I dati quantitativi (numero e frequenza di accesso a un bene o servizio online, geolocalizzazione, età e genere, azioni effettuate) o qualitativi (valori ed emozioni, modalità di fruizione, valutazione del servizio) raccontano un’azienda. E dicono molto sui clienti e sui partner di un’impresa. Possono servire ad aumentare le vendite (di un e-commerce ma anche di un punto vendita fisico), raccogliere potenziali nuovi clienti (lead generation); generare contenuti che portino maggior coinvolgimento; ottenere feedback sulla propria immagine di brand; migliorare l’esperienza dei clienti; conoscere i gusti delle persone; capire quali servizi offerti dall’azienda sono i più e i meno apprezzati e come mai. Questo a partire proprio dalla raccolta dei dati e dall’osservazione del comportamento di tutte le persone (e imprese) che ruotano attorno all’azienda.
Come si misurano i dati online
Sul web le operazioni chiave che compiono gli utenti, collegate a un preciso obiettivo di business, si chiamano conversioni: non c’è solo la vendita di un prodotto, ma anche l’acquisizione di un contatto, il click su un link, la visione di un contenuto oppure quando un utente si iscrive alla newsletter per avere ulteriori informazioni o scarica un coupon per uno sconto.
Il tracciamento è importante per riuscire a interagire, quasi in tempo reale, con quel tipo di azione: si può ad esempio suggerire subito un prodotto simile, segnalare che c’è un articolo nel carrello oppure offrire un contenuto che approfondisca un tema correlato. Rispondere a domande come «quanti clienti concludono con successo le azioni per noi importanti?» o «In che punto della navigazione hanno abbandonato il nostro sito?» è poi utile per migliorare prodotti e servizi, ma anche per scoprire se ci sono eventuali problemi tecnici come pagine non raggiungibili, link rotti, cali sul tasso di conversione o engagement (cioè sul coinvolgimento degli utenti e sulla frequenza delle loro azioni).
Il monitoraggio fuori dal web
Anche la vendita in un negozio fisico può generare dati digitali. La gestione del personale, la logistica, il servizio clienti, la gestione dei resi e delle promozioni sono tutte operazioni che traggono giovamento dalla Digital Analytics.
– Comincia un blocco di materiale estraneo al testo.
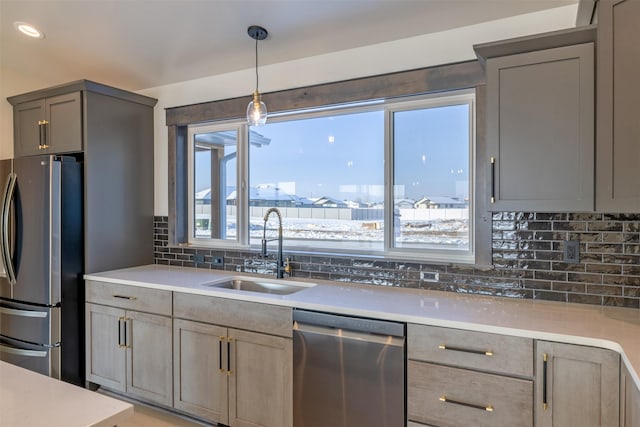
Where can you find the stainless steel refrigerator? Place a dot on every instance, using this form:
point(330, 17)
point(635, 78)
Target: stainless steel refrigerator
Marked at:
point(41, 246)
Migliorare la customer experience (cioè l’esperienza che il cliente vive a contatto con l’azienda prima, durante e dopo l’acquisto) è il primo punto.
Per raggiungere questo obiettivo è necessario innanzitutto conoscere il cliente che sta entrando in negozio: soluzioni già molto diffuse come videocamere, totem interattivi e app, accanto a strumenti in crescita, come tracker di posizione (in grado di capire gli spostamenti dei clienti tra gli scaffali) e specchi intelligenti, aiutano le imprese a capire qual è stato l’ultimo acquisto dei clienti, cosa hanno visualizzato online prima di entrare in negozio. E ancora: quanto tempo restano nel punto vendita, se e quanto interagiscono con i commessi, che percorso fanno e sue quali articoli si soffermano. Nel grande universo dei dati, non ci sono più confini tra fisico e digitale.